JERUSALEM, 11 May 2004 — Israeli Defense Minister Shaul Mofaz argued Gaza settlements were an “historical mistake”, as Prime Minister Ariel Sharon worked on a new version of his Gaza pullout plan to be unveiled within three weeks. “With or without an agreement, there will no longer be any Israeli settlers in the Gaza Strip within five years,” Mofaz said, quoted by public radio yesterday.
“This region was not bequeathed to us by our ancestors and it was an historical mistake to keep settlers there,” he added at a meeting Sunday, in defense of Sharon’s plan to unilaterally withdraw from the Gaza Strip.

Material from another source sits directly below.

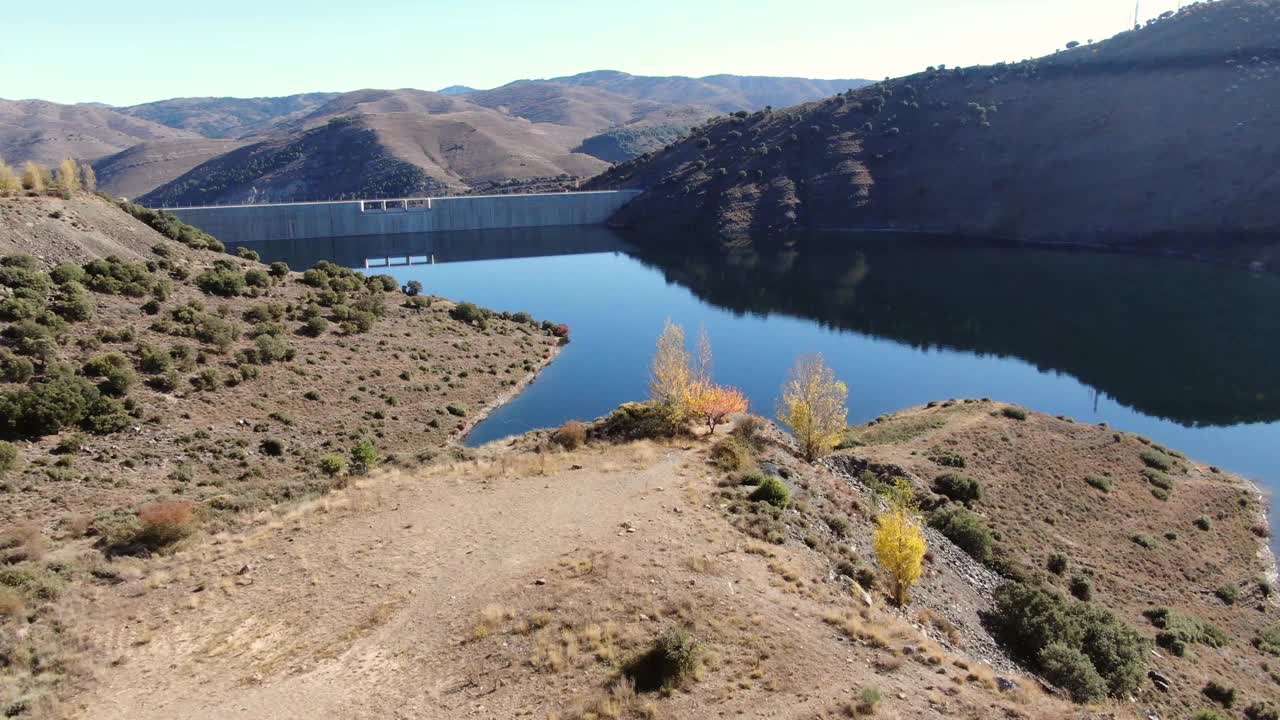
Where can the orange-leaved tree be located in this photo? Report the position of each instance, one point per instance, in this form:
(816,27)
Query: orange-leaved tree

Mofaz’s comments drew protests from settlers and the government’s ultra-nationalist camp, with Deputy Education Minister Zvi Hendel, himself a Gaza settler, accusing him of “abetting terrorism”. “Settlers are men, women and children who have been living in their houses for decades and one cannot play with their lives by delegitimizsing the glorious achievements of settlements,” Hendel said.
The exchange came after Palestinian gunmen opened fire late Sunday on Israeli mourners gathered near the Gush Katif settlement bloc in Gaza where a pregnant settler and her four daughters were shot dead on May 2. No one was wounded but soldiers returned fire, killing an armed Palestinian, sources on both sides said.
Overnight, the army leveled land near the by-pass road which connects the coastal settlement bloc to Israel. The settlers had requested that a corridor be secured along the road. Palestinian sources said the demolitions in the area had left some 50 families homeless.
A week after his plan to unilaterally “disengage” from the Palestinians was crushingly defeated by his own Likud party, Sharon was continuing his efforts to salvage the plan. He met yesterday with Education Minister Limor Livnet and minister without portfolio Meir Shetrit, both from the Likud, and also with Transportation Minister Avigdor Lieberman, who heads up the far-right National Union party, army radio reported.
On Sunday, Sharon announced his intention to unveil a new version of the Gaza withdrawal proposal within three weeks.
Palestinian prime minister Ahmed Qorei is due to meet US national security adviser Condoleezza Rice in Germany next week to seek guarantees that key issues would not be jeopardized by unilateral Israeli moves.
Qorei and his Cabinet met yesterday to discuss the agenda of the upcoming meeting, his highest-level talks with Washington since he came to office in November 2003.
In the West Bank, a Palestinian student was shot dead overnight by Israeli border guards in Abu Dis, just north of Jerusalem. And in Nablus, Palestinian police seized and detonated explosives found at the home of a woman shortly after her arrest by Israeli troops in the West Bank city, Palestinian security sources said.